Today I cry for you. My mind and heart are wandering to the places you have been before I hugged and kissed you. I have not known even an ounce of the pain and suffering you have known and I have at least 15 years on you. You have been abandoned, abused (physically, sexually, verbally, emotionally), sick, starving, unloved, casted aside. And as I struggle to love you I know my hugs and kisses are like band aids on bullet wounds. My frail human love does not conquer all. It is not enough. Who was I to think it was? Love wasn’t enough for your mother when she left you on that street corner. Love wasn’t enough for your father when he tried and failed to get ARVs for you. Love wasn’t enough for your grandma who struggled to scrounge up enough food to feed you and your family each day.

I might come with money to buy food, medicine, and clothes. But I am empty when it comes to healing your wounds. I am powerless.

All praise and glory be to the one who is all powerful. The one who heals. The one who comes bearing living water while my earthly water falls to the ground. The one who can give you peace, love, joy, and acceptance. The one who has adopted us all into his family.

Dear children I will put aside my pride and face the realization that nothing I do can bring you the healing I so greatly desire for you.

And so I will carry you to Jesus.


Thursday, October 14, 2010

Reality is a Weighty Thing

WARNING: Reading this blog post may cause tears, anger, check writing, and above all research into adoption. These are some incredibly powerful words. I hope some day my words can have as much an impact on someone else as these words had on me.


http://allthingshendrick.blogspot.com/2010/10/reality-is-weighty-thing.html

Thursday, October 7, 2010

Ana's Adoption

The room is big with cribs lining the walls. In the center is a huge playpen with 8-10 babies inside it, playing, scooting, and observing their environment. They eat. They sleep. They cry. They wait in the playpen. Every day. Of course there are workers who smile at them and occasionally hold and kiss them but there are babies that need to be fed and children that need to be cared for. She is just one of many. She plays in that pen with her mismatched clothes, lower lip sucked in, and thinning hair. She is serious, her brows furred over her chocolate brown eyes as she observes those around her. She has no mother, no person who cares enough to learn more about her then her name. No one has taken the time to discover what makes her laugh, what her favorite food is, or that she loves to dance and be held. She is alone.

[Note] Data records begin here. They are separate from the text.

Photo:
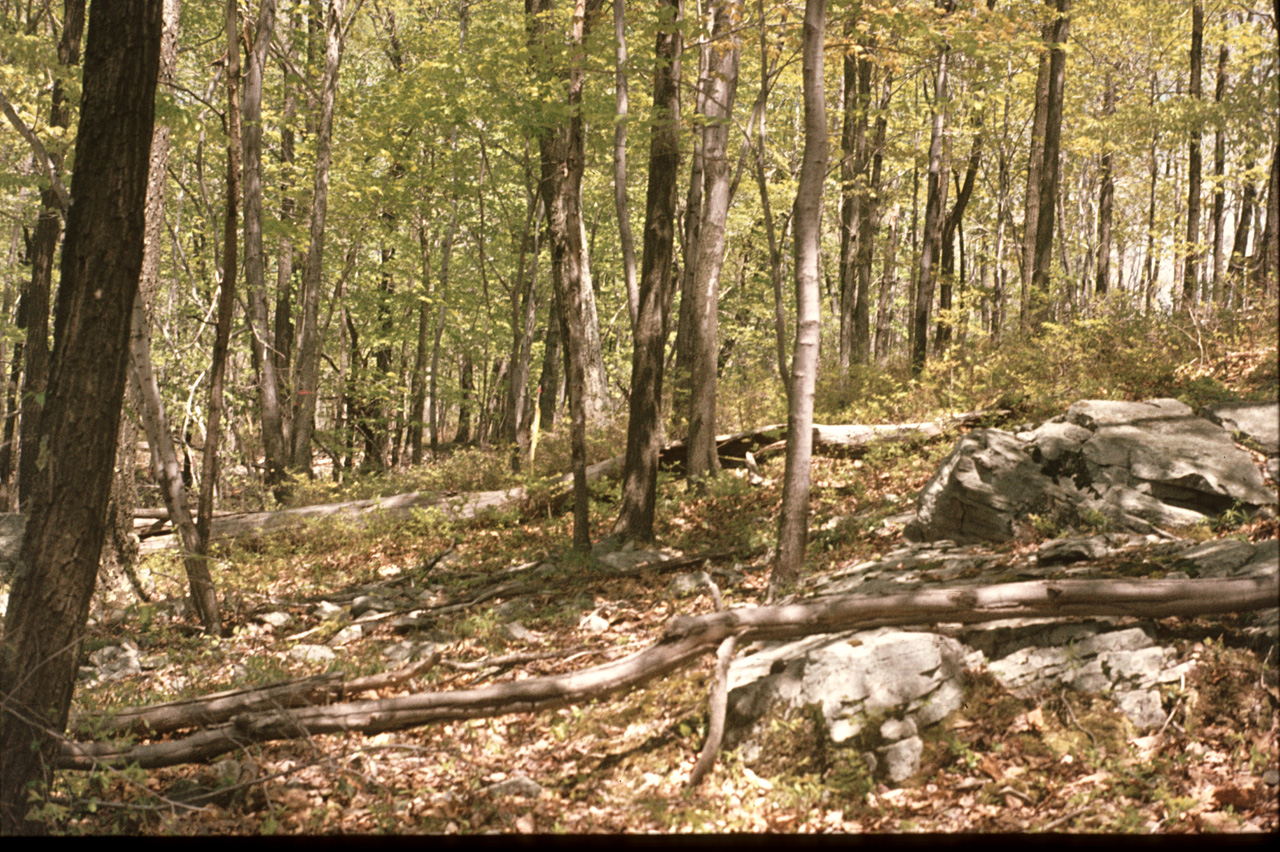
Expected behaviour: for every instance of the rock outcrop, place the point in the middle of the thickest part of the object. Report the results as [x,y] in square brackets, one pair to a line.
[1114,465]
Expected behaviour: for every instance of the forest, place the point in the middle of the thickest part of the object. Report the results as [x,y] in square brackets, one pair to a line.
[521,308]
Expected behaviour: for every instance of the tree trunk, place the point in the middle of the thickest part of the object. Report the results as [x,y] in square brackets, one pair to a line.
[255,276]
[1106,195]
[562,150]
[1048,187]
[1034,173]
[620,163]
[1219,184]
[794,514]
[656,288]
[42,253]
[101,262]
[721,88]
[306,378]
[1191,260]
[936,200]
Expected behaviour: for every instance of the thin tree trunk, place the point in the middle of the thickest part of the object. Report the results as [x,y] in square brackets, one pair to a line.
[656,289]
[100,269]
[1106,195]
[1191,260]
[794,514]
[307,367]
[620,163]
[721,90]
[1219,184]
[255,276]
[1048,187]
[933,207]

Weeks later she is lying on her tummy in the middle of a crowded living room thousands of miles away from her home (and yet miraculously she is also home). She is surrounded by people who have loved her the moment they heard her name. People who want to play with her, learn her favorite foods, discover what makes her laugh, dance with her, and hold her until the sun goes down. That night she drinks her bottle in the arms of a mother who loves her more than anything, falls asleep in her arms, is kissed by grandparents, aunts, uncles, and cousins who can’t wait to watch her grow up, and wakes to a world of people aching to be with her.

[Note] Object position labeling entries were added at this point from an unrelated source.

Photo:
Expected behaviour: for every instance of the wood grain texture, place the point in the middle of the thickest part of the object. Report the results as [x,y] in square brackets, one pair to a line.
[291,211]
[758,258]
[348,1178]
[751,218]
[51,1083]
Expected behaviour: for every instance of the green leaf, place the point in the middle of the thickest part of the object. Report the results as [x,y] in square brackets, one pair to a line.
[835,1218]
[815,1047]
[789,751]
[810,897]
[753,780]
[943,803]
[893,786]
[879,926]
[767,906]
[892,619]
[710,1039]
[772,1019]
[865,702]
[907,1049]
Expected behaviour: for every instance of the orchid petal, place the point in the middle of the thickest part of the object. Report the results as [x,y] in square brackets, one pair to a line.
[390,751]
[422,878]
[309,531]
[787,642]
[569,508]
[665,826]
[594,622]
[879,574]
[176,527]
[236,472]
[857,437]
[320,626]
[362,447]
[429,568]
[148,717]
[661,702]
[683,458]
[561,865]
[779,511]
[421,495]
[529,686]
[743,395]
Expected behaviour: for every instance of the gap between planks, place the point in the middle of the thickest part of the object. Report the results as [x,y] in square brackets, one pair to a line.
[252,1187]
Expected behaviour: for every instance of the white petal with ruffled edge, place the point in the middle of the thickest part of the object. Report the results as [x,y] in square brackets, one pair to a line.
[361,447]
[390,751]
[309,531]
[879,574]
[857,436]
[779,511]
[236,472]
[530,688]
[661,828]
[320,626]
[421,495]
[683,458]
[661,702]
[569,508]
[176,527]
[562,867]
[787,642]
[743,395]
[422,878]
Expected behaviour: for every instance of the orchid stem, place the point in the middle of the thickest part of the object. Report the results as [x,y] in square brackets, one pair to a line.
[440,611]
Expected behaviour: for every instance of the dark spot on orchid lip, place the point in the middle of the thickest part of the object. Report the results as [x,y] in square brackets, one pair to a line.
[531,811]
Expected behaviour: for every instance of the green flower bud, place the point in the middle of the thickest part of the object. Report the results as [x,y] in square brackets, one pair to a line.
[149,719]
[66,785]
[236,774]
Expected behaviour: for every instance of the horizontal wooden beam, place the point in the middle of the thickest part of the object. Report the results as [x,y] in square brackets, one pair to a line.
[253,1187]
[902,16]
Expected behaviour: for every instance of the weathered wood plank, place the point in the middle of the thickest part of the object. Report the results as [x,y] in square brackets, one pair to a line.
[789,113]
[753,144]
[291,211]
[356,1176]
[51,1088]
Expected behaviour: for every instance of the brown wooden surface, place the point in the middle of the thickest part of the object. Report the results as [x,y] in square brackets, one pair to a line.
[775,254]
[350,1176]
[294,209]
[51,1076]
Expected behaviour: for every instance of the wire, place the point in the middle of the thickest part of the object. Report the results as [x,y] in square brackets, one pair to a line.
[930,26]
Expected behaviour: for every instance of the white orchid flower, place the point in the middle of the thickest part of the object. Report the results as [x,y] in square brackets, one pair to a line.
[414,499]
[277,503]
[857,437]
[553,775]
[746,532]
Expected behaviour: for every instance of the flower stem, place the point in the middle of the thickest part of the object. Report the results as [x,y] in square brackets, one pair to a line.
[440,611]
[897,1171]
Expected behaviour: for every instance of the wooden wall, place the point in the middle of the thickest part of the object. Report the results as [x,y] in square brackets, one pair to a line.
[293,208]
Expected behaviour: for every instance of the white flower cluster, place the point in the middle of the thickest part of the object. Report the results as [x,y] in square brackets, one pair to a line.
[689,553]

Her life took a complete 360. Over the next few weeks she transforms from a skinny baby to a fat baby. A serious baby to a joyful baby. A scooting baby to a crawling and then walking baby. A baby with thinning hair to a baby with thick gorgeous brown hair.

And God allowed me the privilege of not only witnessing it, but playing a part. Katie Davis (adoptive mother of 14) described adoption as “the gospel in my living room.” Why am I so in love with Africa? Orphans? Adoption? People ask me all the time how it all began and I’ve only just been able to track it back to my cousin Ana. Ana was the first time I got to witness the miracle of adoption and seeing her transform under my aunt’s loving care spoke more to me of Christ’s redeeming love then any sermon I have ever heard.

Ana is the most beautiful child I have ever met. Ana is the most challenging child I’ve ever met. She makes me laugh. She makes me cry. She makes me want to adopt. She makes me doubt that I will ever be a good mother. God has used Ana to teach me so much.

I’ve tried several times before to write a post explaining what it is about adoption that is so beautiful to me, but words just can’t do it justice. You have to see it. You have to experience it. You have to live it. Adoption is hard and oh so challenging. Adoption is beautiful and one of the most rewarding things you can do in this world. For me adoption is the closest I am ever going to get to understanding the gospel message.